After unzipping the .zip file, I got a folder with name in unreadable characters when it should be SC characters. And all the files in it appear in unreadable names, too. However, when I unzip the .zip file in Windows, both of the folder name and the names of the files in it are shown in correct SC characters.

I am using KDE Plasma 5 with openSUSE Tumbleweed. Currently, the system is with an English locale as the preferred language. But situations are the same even when I set SC as the preferred language in Regional Settings. And I use Dolphin and Ark for browsing and unzipping the file(s).

But Dolphin and Ark can handle SC characters well when I perform zip/unzip operation in Linux. And sometimes, they can handle the files correctly from Windows as well. But I have no idea what’s the difference because the files are from different colleagues.

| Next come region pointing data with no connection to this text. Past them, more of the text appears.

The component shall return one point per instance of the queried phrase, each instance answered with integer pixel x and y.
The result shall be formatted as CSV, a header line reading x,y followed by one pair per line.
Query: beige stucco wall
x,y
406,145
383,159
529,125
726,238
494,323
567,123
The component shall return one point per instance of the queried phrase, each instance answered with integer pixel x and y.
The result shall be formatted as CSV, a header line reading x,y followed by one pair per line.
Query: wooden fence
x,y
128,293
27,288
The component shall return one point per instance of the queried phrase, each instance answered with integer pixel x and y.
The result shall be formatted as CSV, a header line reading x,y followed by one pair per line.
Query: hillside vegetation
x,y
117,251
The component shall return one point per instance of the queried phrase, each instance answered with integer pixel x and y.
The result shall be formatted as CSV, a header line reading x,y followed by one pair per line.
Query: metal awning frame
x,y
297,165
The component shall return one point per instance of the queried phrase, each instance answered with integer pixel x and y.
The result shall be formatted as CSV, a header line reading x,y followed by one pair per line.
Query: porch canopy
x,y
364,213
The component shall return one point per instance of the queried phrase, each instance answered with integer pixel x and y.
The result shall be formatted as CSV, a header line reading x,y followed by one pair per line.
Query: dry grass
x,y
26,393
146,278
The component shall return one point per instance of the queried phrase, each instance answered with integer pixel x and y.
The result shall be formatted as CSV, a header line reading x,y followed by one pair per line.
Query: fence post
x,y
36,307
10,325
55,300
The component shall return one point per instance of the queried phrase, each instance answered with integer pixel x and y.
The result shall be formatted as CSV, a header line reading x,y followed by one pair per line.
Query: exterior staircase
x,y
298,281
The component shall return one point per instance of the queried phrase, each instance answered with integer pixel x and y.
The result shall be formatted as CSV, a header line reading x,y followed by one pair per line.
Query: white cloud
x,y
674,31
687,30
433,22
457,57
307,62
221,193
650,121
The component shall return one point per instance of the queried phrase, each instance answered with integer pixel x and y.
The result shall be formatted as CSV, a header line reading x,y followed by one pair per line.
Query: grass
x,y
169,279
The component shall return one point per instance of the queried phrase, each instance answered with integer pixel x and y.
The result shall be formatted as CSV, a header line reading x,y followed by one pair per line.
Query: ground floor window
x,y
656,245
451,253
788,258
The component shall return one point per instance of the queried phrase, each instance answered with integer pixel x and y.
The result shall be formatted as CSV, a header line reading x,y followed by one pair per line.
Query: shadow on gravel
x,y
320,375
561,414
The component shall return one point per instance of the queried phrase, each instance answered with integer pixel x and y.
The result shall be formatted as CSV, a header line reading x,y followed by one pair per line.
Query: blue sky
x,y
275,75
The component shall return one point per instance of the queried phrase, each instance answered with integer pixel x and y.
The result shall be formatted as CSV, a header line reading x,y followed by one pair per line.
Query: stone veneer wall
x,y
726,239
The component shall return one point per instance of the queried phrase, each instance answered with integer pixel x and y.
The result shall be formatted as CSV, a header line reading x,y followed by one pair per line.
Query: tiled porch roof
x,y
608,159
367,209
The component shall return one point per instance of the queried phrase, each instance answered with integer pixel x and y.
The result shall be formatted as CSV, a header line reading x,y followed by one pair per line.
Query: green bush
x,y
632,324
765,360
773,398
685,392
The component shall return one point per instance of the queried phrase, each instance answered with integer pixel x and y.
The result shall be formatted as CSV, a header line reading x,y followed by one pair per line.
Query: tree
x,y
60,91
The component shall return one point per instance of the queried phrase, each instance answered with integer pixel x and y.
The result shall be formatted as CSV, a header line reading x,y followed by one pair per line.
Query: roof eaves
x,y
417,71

I want Dolphin and Ark to handle zip files copied from Windows correctly, but I know little about encoding/decoding. Could anyone please help me understand the problem or provide me with a solution?

In case it helps, I uploaded an example here: http://s000.tinyupload.com/index.php?file_id=00535108858236658015

Regards,
cnzhx

your zip file is marked as malicious in chrome and cannot be downloaded. (NOT GOOD)

at a guess linux expects utf-8. your collegue maybe has old (xp?) or something and it is encoded as GB2312, or other. UTF-8 is the saviour from the mess of **** encodings and was written by rob pike of unix/system9/golang fame.

Sorry for the inconvenience. I thought the first result from Google search of “file hosting” could be trusted. Here is the share link from my Google Drive: https://drive.google.com/file/d/0BzHP4DvFrhxbY2xxNmlJNHl2ajg/view?usp=sharing

Your guess sounds very reasonable. Do you happen to have a solution on this? Or if not, should it be fixed in Ark or Dolphin, or somewhere else? I could not figure out the mechanism by which applications deal with character encoding.

encoding comes up all the time in e.g. python programming but i know not in OS context. I dont think it is so much an opensuse problem as a file/encoding, linux/encoding, kde/encoding problem - so spread your search. e.g. a quick google of “open zip file linux encoding” gives: http://unix.stackexchange.com/questions/251969/how-can-i-correctly-decompress-a-zip-archive-of-files-with-hebrew-names (which actually recommends some bash commands).

Thanks a lot ndc. It looks like I was digging toward the wrong direction. Based on the explanation in the post you provided, it is not a system / application problem, but a problem between systems / applications. If I am not getting this wrongly, without knowing the original encoding, it is not possible to decoding the filenames easily.

I tried several known encoding, such as gb2312, gb18030, big5, gbk, without success. I guest the most convenient way is to unzip them in Windows.